Introduction
freeact
is a lightweight AI agent library using Python as the common language to define executable actions and tool interfaces.
This is in contrast to traditional approaches where actions and tools are described with JSON.
A unified code-based approach enables freeact
agents to reuse actions from earlier steps as tools or skills in later steps.
This design allows agents to build on their previous work and compose more complex actions from simpler ones.1
Overview
freeact
agents are LLM agents that:
- generate code actions in Python instead of function calls in JSON2
- act by executing these code actions in a sandboxed environment
- use tools described through code and docstrings rather than JSON
- can use any feature from any Python package as tool definitions
- can store code actions as reusable skills in long-term memory
- can use these skills as tools in code actions and improve on them
- support invocation and composition of MCP tools in code actions
Supported models
freeact
supports usage of any LLM from any provider as code action model via LiteLLM.
Motivation
Most LLMs today excel at understanding and generating code.

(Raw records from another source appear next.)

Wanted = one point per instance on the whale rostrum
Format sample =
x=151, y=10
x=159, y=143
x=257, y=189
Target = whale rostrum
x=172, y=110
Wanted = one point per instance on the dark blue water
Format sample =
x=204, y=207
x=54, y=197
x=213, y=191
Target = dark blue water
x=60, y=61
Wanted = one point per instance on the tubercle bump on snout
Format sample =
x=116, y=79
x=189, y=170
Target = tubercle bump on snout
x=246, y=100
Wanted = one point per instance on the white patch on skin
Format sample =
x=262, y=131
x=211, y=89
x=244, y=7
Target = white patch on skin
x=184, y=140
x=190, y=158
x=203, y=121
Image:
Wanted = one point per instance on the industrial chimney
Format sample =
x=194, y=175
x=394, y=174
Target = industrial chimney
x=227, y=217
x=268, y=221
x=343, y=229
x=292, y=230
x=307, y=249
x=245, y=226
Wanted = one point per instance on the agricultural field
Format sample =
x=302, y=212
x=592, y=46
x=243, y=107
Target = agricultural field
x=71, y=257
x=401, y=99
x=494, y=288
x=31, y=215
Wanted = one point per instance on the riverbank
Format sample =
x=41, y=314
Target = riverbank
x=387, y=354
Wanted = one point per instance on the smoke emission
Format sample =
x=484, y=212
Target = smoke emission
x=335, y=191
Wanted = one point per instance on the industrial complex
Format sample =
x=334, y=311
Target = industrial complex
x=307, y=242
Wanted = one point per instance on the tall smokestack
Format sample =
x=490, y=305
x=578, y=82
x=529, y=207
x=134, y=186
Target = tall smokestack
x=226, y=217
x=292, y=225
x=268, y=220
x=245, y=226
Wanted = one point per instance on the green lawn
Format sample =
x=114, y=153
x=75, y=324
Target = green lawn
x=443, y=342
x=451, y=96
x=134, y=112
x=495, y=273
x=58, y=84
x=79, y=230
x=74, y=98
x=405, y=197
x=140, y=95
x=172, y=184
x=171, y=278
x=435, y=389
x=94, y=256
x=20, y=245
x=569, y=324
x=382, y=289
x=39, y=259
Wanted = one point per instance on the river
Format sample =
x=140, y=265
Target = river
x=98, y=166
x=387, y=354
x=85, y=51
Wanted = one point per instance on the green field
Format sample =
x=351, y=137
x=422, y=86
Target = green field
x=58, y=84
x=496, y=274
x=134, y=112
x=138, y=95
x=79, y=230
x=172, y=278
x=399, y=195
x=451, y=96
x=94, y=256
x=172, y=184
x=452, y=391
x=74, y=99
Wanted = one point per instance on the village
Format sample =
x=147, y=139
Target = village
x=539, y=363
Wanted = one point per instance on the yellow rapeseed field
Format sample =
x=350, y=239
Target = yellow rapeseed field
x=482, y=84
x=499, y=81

It is therefore a natural choice to provide agents with tool specifications described in plain Python source code.
This is often source code of modules that provide the interfaces or facades of larger packages, rather than implementation details that aren't relevant for tool usage.
This code-based approach enables freeact
agents to go beyond simple function calling.
By formulating actions as code, they can instantiate classes that are part of tool definitions, use their methods for stateful processing, or act on complex result types that not only provide data but also expose behavior via methods on them.
Because tool interfaces and code actions share the same programming language, tools can be natively included and composed into code actions.
Another advantage of this approach is that code actions generated at one step can be reused as tools in later steps.
This allows freeact
agents to learn from past experiences and compose more complex actions from simpler ones.
We prefer using the term skills instead of tools throughout our documentation, to convey their greater generality.